FÁTIMA: UMA QUESTÃO DE FÉ
«Ninguém pode demonstrar de forma científica que Nossa Senhora apareceu em cima de uma azinheira em Fátima», diz Moisés Espírito Santo. «É tudo uma questão de fé.» Para o antropólogo e sociólogo, a população nem sequer precisa que uma visão seja aprovada pela Igreja para confiar nela. «Há centenas de relatos de aparições em freguesias de todo o país, que depois se transformam em tradições e passam a fazer parte do património cultural.» Certo é que os relatos de aparições marianas são comuns em Portugal. «Isso está relacionado com o papel de maior proximidade da figura da mãe, e não do pai, nos países do Mediterrâneo», diz o especialista em religião. «A seguir a Deus, é quem está em primeiro lugar», diz o bispo de Viseu, Ilídio Leandro.

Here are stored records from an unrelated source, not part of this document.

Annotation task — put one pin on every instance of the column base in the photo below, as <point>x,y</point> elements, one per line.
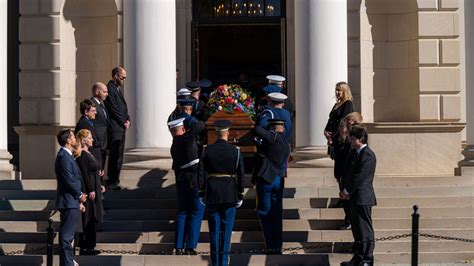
<point>6,168</point>
<point>466,166</point>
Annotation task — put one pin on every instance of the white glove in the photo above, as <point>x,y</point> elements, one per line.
<point>239,203</point>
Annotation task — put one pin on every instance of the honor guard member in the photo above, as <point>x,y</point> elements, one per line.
<point>278,81</point>
<point>222,191</point>
<point>186,106</point>
<point>184,152</point>
<point>276,111</point>
<point>183,93</point>
<point>199,107</point>
<point>269,179</point>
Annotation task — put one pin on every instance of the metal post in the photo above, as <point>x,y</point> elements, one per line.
<point>414,236</point>
<point>50,243</point>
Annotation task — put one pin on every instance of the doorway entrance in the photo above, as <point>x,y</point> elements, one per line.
<point>238,40</point>
<point>226,52</point>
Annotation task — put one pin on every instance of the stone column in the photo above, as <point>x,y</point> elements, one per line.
<point>321,62</point>
<point>150,60</point>
<point>468,152</point>
<point>5,166</point>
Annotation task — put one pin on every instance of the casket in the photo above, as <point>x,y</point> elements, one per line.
<point>240,130</point>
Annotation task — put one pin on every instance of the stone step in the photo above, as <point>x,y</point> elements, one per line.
<point>433,258</point>
<point>303,247</point>
<point>144,179</point>
<point>249,225</point>
<point>237,236</point>
<point>301,213</point>
<point>288,203</point>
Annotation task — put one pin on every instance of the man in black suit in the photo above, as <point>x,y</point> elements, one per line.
<point>119,122</point>
<point>88,111</point>
<point>359,189</point>
<point>101,122</point>
<point>69,197</point>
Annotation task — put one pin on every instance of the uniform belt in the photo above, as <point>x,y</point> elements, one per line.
<point>220,175</point>
<point>191,163</point>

O reconhecimento oficial dado pelo Vaticano às aparições na Cova da Iria de 1917 tornou o santuário de Fátima um dos maiores locais de culto mariano do mundo. Segundo as leis da Santa Sé, estabelecidas no Concílio de Trento (1545-1563), cabe ao bispo local averiguar a autenticidade da aparição fazendo uma investigação. Em 1974, a Congregação para a Doutrina da Fé emitiu uma lista de normas a seguir, como a verificação da qualidade pessoal dos videntes, a garantia de que não há erros doutrinais ou morais na história e a certeza de que o vidente não tem doença psiquiátrica. Depois de dada a aprovação do bispo local, não é necessária luz verde do Vaticano para legitimar a aparição. Aliás, há 28 aparições aprovadas pelos bispos no mundo e apenas 16 reconhecidas pela Santa Sé. É o caso de Fátima. Na época, as autoridades agiram com prudência e fizeram uma investigação discreta. Em 1919, o bispo de Leiria-Fátima, D. José da Silva, nomeou uma comissão para analisar o caso, interrogando Lúcia e a sua família. Em outubro de 1930, o bispo declarou as visões «dignas de crédito».